With the gun withdrawn, the doctor resumed his way back home. Thought he kept a very subtle eye on the window by reflections in windows, he gave almost no sign he had noticed the threat at all.
"The family was out of town. They reported a break in when they returned but nothing was stolen. In fact there was money left for the one thing that was broken, a cheap vase."
"That seems a bit suspicious," Eleri commented. "Why did they bother reporting it?"
"The money was exact change for the sale price she'd paid for the vase the week before. She was worried they had some sort of stalker."

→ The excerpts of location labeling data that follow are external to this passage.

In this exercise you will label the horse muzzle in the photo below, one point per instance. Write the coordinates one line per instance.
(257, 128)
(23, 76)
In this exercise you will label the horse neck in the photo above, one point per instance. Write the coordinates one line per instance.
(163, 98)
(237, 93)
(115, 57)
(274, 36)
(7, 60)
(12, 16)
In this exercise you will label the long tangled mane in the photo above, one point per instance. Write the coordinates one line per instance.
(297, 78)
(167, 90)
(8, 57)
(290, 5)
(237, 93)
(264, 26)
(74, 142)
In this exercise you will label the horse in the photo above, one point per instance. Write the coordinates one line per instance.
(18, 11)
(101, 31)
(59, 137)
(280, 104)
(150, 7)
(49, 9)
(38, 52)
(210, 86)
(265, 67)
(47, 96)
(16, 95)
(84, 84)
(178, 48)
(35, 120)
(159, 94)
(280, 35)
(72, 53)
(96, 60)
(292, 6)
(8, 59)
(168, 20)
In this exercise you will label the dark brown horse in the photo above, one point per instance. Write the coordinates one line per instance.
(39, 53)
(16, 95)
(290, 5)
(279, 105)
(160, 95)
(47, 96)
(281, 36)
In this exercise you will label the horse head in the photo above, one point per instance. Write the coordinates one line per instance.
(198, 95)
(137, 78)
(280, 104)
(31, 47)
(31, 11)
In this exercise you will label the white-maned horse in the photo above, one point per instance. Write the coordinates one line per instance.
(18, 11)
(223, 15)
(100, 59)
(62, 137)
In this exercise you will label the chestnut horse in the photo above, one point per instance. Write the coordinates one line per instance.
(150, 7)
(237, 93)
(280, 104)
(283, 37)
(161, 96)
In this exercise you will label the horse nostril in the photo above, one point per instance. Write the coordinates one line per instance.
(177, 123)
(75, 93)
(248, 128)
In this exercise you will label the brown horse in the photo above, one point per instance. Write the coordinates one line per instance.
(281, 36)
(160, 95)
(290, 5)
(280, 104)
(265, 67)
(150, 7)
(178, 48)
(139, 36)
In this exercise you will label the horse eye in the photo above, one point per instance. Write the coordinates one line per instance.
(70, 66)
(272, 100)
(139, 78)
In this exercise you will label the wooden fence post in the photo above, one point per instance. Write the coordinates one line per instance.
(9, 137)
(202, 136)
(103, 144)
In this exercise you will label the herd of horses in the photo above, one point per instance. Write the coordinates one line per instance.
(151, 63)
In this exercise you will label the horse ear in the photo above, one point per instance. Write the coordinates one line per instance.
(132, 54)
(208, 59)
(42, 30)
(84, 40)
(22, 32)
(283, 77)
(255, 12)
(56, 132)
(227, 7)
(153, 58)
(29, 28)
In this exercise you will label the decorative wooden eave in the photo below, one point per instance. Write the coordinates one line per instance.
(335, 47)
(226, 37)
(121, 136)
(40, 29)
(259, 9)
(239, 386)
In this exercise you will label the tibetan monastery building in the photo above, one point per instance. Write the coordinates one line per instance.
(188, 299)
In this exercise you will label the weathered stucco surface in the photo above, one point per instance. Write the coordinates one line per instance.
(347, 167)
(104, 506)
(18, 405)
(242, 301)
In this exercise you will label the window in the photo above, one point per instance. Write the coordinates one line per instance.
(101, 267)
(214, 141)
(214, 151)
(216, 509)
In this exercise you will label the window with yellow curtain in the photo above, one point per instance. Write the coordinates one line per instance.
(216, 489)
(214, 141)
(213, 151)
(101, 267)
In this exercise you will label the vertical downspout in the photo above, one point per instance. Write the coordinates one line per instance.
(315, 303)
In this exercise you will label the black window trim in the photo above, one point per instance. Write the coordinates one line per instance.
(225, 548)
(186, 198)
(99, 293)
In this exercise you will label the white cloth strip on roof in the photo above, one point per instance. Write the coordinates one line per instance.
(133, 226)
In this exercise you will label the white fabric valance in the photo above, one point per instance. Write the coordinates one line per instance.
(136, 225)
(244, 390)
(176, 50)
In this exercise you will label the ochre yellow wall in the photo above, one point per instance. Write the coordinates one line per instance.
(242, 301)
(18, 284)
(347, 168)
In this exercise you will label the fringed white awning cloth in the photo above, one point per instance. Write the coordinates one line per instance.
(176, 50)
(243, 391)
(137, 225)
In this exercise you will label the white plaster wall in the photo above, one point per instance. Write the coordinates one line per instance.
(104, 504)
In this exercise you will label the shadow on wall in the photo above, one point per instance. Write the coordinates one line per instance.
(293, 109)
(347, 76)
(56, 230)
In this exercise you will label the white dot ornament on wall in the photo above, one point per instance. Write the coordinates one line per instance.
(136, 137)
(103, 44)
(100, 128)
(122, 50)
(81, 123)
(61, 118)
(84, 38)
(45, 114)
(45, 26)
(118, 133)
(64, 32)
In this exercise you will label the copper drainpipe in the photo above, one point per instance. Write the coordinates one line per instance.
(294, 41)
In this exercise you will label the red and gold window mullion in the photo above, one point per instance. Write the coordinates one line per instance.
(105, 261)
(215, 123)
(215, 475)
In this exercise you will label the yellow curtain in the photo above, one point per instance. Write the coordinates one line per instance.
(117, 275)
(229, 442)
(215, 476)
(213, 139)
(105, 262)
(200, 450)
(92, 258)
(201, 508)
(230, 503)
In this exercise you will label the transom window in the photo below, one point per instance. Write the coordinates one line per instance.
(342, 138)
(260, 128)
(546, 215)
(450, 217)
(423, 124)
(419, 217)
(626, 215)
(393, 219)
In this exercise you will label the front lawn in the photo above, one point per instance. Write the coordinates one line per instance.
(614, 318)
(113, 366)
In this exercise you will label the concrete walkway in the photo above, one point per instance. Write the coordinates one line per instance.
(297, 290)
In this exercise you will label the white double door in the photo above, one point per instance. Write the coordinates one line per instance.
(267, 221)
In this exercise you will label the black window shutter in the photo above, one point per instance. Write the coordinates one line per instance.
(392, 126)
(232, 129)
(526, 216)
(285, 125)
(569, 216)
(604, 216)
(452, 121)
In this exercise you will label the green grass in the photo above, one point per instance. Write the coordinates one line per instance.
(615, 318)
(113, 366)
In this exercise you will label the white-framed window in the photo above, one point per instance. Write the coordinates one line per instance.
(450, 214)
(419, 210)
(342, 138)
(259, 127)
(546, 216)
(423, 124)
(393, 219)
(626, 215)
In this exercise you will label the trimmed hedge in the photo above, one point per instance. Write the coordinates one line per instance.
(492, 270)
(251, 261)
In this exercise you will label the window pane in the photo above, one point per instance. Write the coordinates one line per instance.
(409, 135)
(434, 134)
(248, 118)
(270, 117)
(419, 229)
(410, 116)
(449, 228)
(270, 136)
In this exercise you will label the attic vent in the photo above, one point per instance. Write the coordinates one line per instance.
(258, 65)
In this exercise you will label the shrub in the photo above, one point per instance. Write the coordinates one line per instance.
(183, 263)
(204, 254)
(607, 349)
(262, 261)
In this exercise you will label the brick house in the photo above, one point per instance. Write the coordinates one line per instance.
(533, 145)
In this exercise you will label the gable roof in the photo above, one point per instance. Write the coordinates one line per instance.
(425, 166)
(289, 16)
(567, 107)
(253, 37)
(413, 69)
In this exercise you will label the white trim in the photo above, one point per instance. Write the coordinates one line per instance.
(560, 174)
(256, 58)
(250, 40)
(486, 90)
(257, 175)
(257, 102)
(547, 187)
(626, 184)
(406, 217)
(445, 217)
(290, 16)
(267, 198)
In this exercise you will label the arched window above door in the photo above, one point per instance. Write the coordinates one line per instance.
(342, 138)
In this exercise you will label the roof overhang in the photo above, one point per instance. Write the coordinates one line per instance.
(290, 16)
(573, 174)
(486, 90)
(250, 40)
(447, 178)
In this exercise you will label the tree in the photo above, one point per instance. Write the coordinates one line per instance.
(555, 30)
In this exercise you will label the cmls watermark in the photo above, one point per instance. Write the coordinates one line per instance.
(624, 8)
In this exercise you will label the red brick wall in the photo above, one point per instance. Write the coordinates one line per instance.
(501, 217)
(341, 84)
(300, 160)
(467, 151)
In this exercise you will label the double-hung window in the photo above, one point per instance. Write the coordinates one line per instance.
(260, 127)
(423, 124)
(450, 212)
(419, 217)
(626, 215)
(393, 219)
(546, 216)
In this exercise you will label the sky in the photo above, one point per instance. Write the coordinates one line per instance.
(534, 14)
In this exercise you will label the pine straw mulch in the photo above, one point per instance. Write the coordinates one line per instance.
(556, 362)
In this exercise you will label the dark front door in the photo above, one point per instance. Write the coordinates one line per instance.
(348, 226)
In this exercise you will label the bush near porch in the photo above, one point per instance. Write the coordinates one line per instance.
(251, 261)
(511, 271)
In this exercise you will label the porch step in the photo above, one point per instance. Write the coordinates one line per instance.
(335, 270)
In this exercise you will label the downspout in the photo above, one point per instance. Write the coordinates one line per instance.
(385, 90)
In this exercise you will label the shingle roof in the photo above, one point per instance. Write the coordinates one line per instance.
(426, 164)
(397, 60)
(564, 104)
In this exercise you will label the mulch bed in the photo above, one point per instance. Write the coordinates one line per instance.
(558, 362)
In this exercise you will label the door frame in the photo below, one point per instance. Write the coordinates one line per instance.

As soon as the doctor was out of visual range of the apartment, a pale hand slipped out to rest on the windowsill, the fingers tapping out a seemingly random pattern. Mycroft inhaled a sharp breath quietly as he catalogued every twitch of the hand on the screen in front of him. The movement lasted only a minute before the hand, too, was withdrawn and the window closed but it told Mycroft everything he needed to know.
And, though he sighed wearily at the drama and overcomplicated flare, he allowed the tiniest amount of relief flooded his chest.
Now he just needed to find his errant little brother.